Somalia has banned its citizens from traveling to Sudan after hundreds of Somali migrants drowned in the Mediterranean Sea this week. Sudan is a popular passageway for undocumented migrants from the nation, which is in the Horn of Africa, en route to Italy, Bloomberg reported.

“The department of immigration has confirmed that most of the Somali citizens who perished in the Mediterranean Sea had gone through Sudan to reach Europe,” Abdullahi Gafow Mohamud, the head of Somalia’s Immigration and Naturalization Department, told reporters Tuesday in the capital of Mogadishu. “No ordinary Somali is allowed to travel to Sudan effective today except on diplomatic missions.”

The ban comes after some 200 or more Somalis died Sunday while trying to cross the Mediterranean Sea illegally to Europe when their boat capsized upon leaving Egypt’s coast. The Somali government said the boat might have been carrying as many as 500 people and most of those who perished were teenagers.

“We have no fixed number, but it is between 200 and 300 Somalis,” Somali Information Minister Mohamed Abdi Hayir told Reuters by telephone Sunday.

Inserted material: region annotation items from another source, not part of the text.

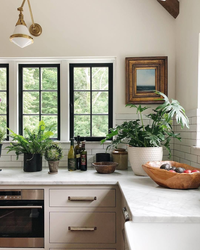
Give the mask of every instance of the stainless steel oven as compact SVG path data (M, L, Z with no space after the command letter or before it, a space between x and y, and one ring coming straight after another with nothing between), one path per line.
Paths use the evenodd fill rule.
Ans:
M0 189L0 247L44 247L44 190Z

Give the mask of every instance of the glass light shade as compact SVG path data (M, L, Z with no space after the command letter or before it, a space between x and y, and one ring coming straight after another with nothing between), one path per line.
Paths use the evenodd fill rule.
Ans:
M24 48L33 43L33 38L25 25L16 25L13 35L10 36L10 41Z

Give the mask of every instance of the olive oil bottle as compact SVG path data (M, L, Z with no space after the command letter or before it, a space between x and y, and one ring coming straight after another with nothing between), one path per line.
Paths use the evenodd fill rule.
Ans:
M76 170L76 159L74 154L74 139L71 138L71 146L68 152L68 170L75 171Z
M74 148L75 158L76 158L76 169L81 169L81 146L80 146L80 136L77 136L77 144Z
M87 151L85 150L85 142L81 146L81 171L87 171Z

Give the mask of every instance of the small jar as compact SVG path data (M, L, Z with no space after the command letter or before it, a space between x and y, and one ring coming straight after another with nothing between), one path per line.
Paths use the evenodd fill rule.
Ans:
M115 150L113 150L112 156L113 161L119 164L116 169L128 169L128 152L124 148L116 148Z

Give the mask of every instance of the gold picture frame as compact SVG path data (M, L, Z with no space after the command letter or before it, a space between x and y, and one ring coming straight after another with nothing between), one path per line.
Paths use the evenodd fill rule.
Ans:
M168 57L126 57L126 104L157 104L167 95Z

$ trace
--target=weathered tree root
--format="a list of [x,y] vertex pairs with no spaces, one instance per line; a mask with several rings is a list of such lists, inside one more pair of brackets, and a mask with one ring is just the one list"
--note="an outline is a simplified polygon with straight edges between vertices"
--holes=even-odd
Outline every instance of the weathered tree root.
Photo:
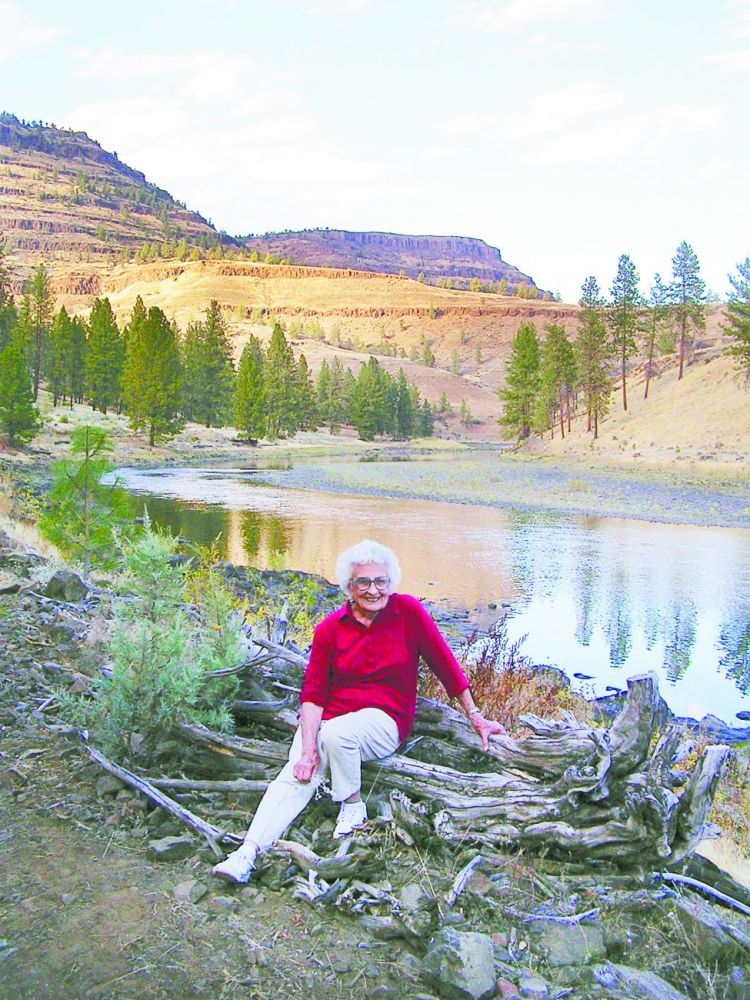
[[[287,703],[270,704],[270,695],[267,702],[243,702],[242,712],[264,730],[291,733],[296,719]],[[419,814],[404,808],[403,798],[397,807],[397,823],[417,840],[437,836],[543,849],[622,867],[672,865],[702,839],[730,751],[707,747],[676,794],[684,780],[672,769],[679,730],[669,727],[656,742],[659,707],[656,677],[646,674],[628,681],[625,703],[609,729],[582,726],[570,714],[561,722],[527,715],[521,721],[532,735],[518,741],[494,737],[486,755],[472,758],[481,771],[395,754],[364,765],[363,774],[421,804]],[[478,750],[463,716],[438,702],[419,700],[414,728],[430,737],[431,760],[455,764]],[[209,751],[204,762],[213,759],[219,767],[230,758],[239,771],[280,765],[288,752],[287,743],[223,736],[198,725],[180,726],[180,737]]]

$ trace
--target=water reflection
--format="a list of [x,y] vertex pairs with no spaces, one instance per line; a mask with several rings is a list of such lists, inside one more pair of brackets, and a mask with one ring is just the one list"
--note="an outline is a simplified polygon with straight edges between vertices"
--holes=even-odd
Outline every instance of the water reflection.
[[[352,497],[258,484],[246,472],[123,470],[139,509],[234,563],[331,578],[362,537],[392,545],[402,589],[472,610],[510,603],[512,639],[594,688],[656,670],[681,714],[731,719],[750,694],[750,532]],[[147,495],[156,493],[158,495]],[[497,605],[495,610],[490,605]]]

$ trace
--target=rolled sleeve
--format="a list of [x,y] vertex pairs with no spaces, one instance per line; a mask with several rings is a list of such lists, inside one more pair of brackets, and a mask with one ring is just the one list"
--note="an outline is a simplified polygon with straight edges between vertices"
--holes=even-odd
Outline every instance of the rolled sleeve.
[[310,659],[305,670],[300,705],[311,701],[314,705],[325,708],[331,687],[331,666],[333,662],[333,646],[327,635],[325,623],[321,622],[313,633]]
[[469,687],[466,674],[453,655],[432,615],[419,601],[414,601],[418,622],[419,655],[445,688],[450,698],[455,698]]

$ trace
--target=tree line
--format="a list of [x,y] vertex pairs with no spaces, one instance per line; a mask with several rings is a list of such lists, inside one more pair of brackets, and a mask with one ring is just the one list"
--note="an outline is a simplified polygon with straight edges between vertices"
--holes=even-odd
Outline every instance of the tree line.
[[[730,353],[750,377],[750,259],[738,265],[730,282],[724,330],[734,341]],[[672,280],[655,274],[648,297],[640,292],[635,264],[623,254],[609,298],[593,276],[584,281],[574,341],[559,324],[547,324],[542,338],[533,323],[519,326],[499,392],[503,431],[523,440],[532,431],[554,435],[559,425],[565,437],[572,414],[582,405],[587,430],[598,437],[613,378],[621,382],[623,409],[628,408],[629,363],[636,355],[645,358],[644,398],[659,353],[676,351],[678,379],[683,377],[695,339],[705,328],[706,303],[700,263],[688,243],[680,243],[672,258]]]
[[434,411],[403,369],[390,375],[371,357],[355,375],[338,358],[313,381],[304,354],[295,357],[281,326],[268,346],[251,336],[235,369],[229,330],[212,301],[184,333],[138,297],[120,329],[110,302],[97,298],[87,321],[54,299],[43,264],[17,305],[0,255],[0,432],[15,445],[39,430],[36,401],[45,384],[54,405],[86,403],[125,413],[150,445],[186,421],[234,426],[249,439],[291,437],[344,425],[363,440],[430,435]]

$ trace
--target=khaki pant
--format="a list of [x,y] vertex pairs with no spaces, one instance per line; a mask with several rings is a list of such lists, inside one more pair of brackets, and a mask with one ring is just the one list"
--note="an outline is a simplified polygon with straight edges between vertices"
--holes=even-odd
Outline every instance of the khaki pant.
[[294,765],[302,755],[302,730],[297,729],[289,760],[266,789],[258,803],[246,841],[265,851],[284,835],[330,774],[331,798],[343,802],[359,791],[363,760],[379,760],[394,753],[399,745],[398,727],[379,708],[361,708],[320,724],[317,773],[308,782],[297,781]]

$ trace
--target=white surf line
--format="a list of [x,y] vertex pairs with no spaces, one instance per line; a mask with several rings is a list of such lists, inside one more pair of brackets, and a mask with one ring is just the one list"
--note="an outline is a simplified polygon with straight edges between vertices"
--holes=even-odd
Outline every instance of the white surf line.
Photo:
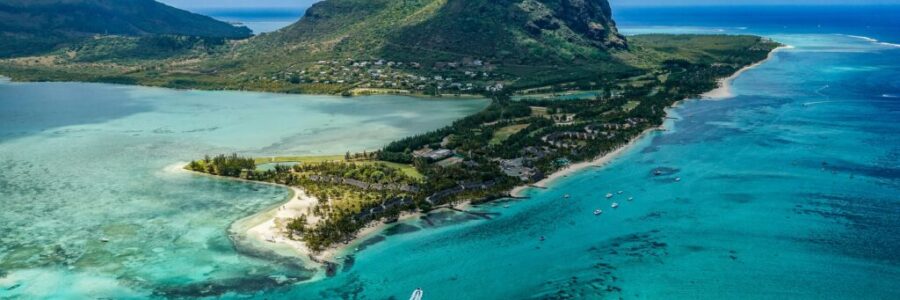
[[814,102],[804,102],[803,106],[813,106],[818,104],[830,104],[830,103],[897,103],[897,101],[866,101],[866,100],[834,100],[834,101],[814,101]]

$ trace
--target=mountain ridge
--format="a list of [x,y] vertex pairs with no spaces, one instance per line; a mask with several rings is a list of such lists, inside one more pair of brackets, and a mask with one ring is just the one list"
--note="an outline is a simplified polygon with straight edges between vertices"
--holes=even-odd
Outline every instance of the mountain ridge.
[[153,0],[2,0],[0,56],[41,53],[94,35],[242,39],[244,27]]

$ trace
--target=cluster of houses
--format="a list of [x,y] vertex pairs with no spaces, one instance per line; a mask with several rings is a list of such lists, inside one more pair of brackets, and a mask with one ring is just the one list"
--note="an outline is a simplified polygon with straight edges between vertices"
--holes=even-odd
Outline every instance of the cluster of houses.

More than 1.2 million African, Arab and Asian migrants have poured into the European Union since the beginning of last year, according to Reuters. For Somalis, the perilous journey takes them through neighboring Ethiopia and into Sudan where they must traverse the Sahara, the world’s hottest desert. The migrants then cross into Libya or Egypt in North Africa, from where they set off in rickety boats packed with people on choppy seas.

Along the way, illegal migrants are at risk of being kidnapped by armed groups or being mistreated and abused by smugglers. The boat trip to Italy is expensive, averaging several thousands of dollars. And if the migrants are caught and arrested before reaching Europe’s shores, they could be detained for weeks or months before returning home.